I looked at my friend’s wife.  She had gone to a public high school in New Jersey.  I asked her, “Did you get to do a Kierkegaard independent study senior year at Edison High School?”

“Yeah Matt,” she said, smiling warmly at her husband, “I think you wrecked your argument when you brought up the Kierkegaard independent study.”  He looked at her, and then at me, and then all three of us started laughing the most mirthful, accepting laugh there ever was, the laughter Homer ascribes to the gods.  When we were done laughing, I accepted his whole argument, noting that the quality of the teaching was not as good as it could have been, particularly, I felt, when it came to communicating the real life-value of the Christian message, which had been obscured by overrationalization and theological rigidity.

I found myself thinking about this moment in the weeks that followed.  The Jesuit school we both attended had a powerful tradition of debate, and topics like this – “Does Regis provide a good or bad education?” – could provoke impassioned, occasionally subtly hostile, multiple-hour debates between friends, in school and for years afterward.  Had Matt and I been younger, we might have drifted into such a debate, and I might have matched his resentment of one teacher’s vice with a passionate attachment to another’s virtue, and we would have left without understanding each other.  I would have been Affirmative, he Negative; I would have been unable to comprehend why he didn’t see the gift he had been given in going to a school where a knowledgeable teacher was willing to supervise his Kierkegaard reading, and he would have been unable to comprehend why I didn’t think it was at the very least counterproductive to give 17-year-old boys forty-minute tests with questions like “List the” – yes, the – “eleven reasons why premarital sex is wrong under all circumstances and discuss why the counterarguments are incorrect.”  And we would have each believed that to accept the other’s argument would be to lose our own.  It would have been all or nothing.
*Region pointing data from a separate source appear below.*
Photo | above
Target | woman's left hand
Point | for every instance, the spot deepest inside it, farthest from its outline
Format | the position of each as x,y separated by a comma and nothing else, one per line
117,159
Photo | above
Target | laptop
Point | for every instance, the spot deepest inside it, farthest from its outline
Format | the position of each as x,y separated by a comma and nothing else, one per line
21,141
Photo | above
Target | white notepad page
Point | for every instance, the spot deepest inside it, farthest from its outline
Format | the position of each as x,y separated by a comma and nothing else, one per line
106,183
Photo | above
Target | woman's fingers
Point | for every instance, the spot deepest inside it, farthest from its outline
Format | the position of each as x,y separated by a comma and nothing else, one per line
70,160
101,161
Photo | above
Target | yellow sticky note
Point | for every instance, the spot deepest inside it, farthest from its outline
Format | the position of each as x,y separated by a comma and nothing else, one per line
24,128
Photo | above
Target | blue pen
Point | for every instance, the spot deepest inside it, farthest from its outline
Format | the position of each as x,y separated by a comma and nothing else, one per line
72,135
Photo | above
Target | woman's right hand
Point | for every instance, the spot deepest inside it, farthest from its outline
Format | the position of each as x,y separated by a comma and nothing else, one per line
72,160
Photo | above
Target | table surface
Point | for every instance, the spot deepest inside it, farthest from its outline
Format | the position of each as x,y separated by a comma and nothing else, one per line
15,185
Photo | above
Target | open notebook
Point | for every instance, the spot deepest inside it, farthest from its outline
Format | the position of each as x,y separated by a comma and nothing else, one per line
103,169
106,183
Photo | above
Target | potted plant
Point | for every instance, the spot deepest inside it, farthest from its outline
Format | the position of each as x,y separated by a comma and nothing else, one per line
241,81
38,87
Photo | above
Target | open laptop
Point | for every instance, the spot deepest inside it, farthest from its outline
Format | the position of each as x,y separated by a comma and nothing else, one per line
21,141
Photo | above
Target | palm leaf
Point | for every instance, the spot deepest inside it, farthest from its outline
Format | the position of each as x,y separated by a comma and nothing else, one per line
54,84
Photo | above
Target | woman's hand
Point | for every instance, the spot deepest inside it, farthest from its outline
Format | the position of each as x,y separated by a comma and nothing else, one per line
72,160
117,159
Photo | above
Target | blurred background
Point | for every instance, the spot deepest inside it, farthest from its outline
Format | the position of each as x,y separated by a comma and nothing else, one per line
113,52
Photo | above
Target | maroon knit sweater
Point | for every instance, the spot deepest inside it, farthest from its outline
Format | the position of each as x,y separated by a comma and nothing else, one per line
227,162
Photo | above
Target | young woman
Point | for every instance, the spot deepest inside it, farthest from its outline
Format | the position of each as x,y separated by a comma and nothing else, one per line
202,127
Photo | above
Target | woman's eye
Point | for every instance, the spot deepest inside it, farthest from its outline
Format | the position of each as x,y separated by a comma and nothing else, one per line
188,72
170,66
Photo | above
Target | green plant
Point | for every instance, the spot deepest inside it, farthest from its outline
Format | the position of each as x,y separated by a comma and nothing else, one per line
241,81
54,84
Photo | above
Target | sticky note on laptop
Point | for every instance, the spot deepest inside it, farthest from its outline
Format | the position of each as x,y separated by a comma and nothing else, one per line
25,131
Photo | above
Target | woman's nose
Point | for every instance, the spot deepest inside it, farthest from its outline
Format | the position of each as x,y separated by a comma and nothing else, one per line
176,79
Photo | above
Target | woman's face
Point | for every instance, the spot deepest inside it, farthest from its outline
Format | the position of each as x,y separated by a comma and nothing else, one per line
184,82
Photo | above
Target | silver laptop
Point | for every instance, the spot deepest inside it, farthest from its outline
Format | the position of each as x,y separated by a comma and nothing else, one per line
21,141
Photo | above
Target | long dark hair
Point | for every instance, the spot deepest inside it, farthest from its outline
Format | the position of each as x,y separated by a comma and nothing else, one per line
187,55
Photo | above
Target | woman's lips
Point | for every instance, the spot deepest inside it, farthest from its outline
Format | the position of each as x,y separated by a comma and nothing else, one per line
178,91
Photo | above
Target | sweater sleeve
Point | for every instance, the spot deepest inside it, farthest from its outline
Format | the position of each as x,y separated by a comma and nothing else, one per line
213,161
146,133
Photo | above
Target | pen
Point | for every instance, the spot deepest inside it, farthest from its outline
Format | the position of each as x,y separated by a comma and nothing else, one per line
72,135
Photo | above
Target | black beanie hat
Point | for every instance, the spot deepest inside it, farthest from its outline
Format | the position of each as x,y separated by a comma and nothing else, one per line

Instead some maturation had happened to both of us.  And its presence was particularly indicated by laughter.  Laughter is utterly mysterious and an object of intense fascination for me, but in this instance its function was clear enough.  The meaning of this laughter was the restoration of true proportion.  While his resentment exaggerated the defects of his high-school education, I had felt bound to check it; but when laughter had reduced it to its proper proportion, I was able to accept it for what it was, see the truth in it, and we left feeling that we understood each other.